About Hawaii MCH LEND

In Hawaii and throughout the Pacific Region, health needs are reported in prevention, primary health care, early identification, diagnosis, specialized health care, early intervention, and coordination of health care systems for children with disabilities and family members. Leadership is essential to develop programs based on principles of family-centeredness, cultural competence, coordination, and comprehensiveness.

Funded under the Maternal and Child Health (MCH) Bureau, U.S. Department of Health and Human Services, Health Resources and Services Administration, the Hawaii MCH LEND prepares health professionals for leadership roles to improve supports and services for children with special health needs and their family members. Children with special health care needs (CSHCN) are children with disabilities or those at risk of neurodevelopmental delays, including intellectual and developmental disabilities (formerly known as mental retardation), multiple handicaps, and other chronic illnesses and/or health conditions. The Hawaii MCH LEND Program is a part of a National Network of maternal-child health leadership education training programs in neurodevelopmental disabilities.

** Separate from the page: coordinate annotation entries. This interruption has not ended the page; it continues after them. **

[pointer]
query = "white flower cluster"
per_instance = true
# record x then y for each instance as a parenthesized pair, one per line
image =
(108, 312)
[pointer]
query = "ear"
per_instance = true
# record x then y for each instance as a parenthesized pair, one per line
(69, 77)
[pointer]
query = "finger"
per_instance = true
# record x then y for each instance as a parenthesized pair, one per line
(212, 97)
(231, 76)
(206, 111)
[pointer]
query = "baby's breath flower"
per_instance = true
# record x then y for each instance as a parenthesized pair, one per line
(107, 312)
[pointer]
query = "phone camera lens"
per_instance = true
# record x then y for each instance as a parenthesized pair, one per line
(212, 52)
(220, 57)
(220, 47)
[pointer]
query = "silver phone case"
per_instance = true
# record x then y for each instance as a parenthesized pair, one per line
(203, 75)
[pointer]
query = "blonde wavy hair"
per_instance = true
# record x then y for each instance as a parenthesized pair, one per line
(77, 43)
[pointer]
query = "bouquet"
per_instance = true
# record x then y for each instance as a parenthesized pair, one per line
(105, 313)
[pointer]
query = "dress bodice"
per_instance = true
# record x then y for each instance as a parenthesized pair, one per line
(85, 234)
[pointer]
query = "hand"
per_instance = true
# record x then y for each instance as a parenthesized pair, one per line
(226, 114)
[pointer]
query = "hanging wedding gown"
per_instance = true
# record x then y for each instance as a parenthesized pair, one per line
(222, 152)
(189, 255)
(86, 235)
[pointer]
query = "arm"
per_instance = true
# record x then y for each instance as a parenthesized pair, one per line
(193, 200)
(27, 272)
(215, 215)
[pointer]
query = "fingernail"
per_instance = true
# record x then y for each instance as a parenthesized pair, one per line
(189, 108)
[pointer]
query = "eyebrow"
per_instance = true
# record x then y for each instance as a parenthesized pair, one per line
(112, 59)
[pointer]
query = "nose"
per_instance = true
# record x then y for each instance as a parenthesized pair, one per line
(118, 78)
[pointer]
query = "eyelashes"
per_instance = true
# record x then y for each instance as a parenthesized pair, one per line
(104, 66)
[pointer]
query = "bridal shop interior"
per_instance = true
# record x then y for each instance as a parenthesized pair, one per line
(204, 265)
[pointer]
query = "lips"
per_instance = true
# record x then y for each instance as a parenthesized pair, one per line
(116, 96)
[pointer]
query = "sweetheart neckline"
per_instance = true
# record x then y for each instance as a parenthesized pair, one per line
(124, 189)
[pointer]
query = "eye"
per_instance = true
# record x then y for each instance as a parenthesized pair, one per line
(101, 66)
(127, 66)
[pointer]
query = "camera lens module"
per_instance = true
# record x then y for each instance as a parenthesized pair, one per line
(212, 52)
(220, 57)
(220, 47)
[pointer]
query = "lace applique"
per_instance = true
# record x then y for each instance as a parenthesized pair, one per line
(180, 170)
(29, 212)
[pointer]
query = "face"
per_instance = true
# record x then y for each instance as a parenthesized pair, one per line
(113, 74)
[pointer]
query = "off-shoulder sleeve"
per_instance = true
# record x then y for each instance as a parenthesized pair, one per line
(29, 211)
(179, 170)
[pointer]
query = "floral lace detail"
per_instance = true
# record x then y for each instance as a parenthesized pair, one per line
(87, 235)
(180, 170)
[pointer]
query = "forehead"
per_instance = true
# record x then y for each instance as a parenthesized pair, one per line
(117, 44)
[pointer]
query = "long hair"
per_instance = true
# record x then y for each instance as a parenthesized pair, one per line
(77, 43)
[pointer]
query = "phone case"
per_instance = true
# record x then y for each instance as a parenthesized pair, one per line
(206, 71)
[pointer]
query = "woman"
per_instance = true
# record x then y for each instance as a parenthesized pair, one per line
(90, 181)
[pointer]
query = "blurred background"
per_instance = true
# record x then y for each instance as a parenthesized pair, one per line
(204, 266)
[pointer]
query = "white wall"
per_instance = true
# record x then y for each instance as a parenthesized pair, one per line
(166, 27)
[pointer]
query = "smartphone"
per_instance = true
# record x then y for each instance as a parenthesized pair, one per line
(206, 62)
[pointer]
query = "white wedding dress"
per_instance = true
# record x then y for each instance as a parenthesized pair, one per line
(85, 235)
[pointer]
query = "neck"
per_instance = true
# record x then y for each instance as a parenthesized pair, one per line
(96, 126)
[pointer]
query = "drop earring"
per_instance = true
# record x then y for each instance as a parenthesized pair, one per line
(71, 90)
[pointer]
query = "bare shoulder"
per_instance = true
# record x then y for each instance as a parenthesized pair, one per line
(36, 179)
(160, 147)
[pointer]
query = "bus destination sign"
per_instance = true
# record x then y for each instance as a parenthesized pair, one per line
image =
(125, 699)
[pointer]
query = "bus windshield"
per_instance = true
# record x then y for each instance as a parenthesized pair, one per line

In 2011, Hawaii MCH LEND entered into an agreement with the University of Guam’s Center for Excellence in Developmental Disabilities Education, Research & Service (CEDDERS) to recruit trainees and provide learning opportunities for current and future professional in Guam’s health and human services field. This partnership was seen as an excellent extension of the Hawaii MCH LEND Program to further it’s outreach beyond Hawaii.

Each year, a minimum of 12 student participants are competitively selected from University graduate students and health care practitioners in the field. Students participate in a year-long leadership education program as an Academic Trainee or post-degree Community Trainee. Academic Trainees are advance standing, matriculated graduate students in the health disciplines. Academic trainees are expected to complete intensive training which includes a minimum commitment of 300 hours. Community Trainees are post-graduate health professionals in health disciplines. Community trainees engage in an individualized program of training, for a total of 150 hours. All trainees attend seminar sessions and engage in individual professional development under the supervision of a faculty mentor.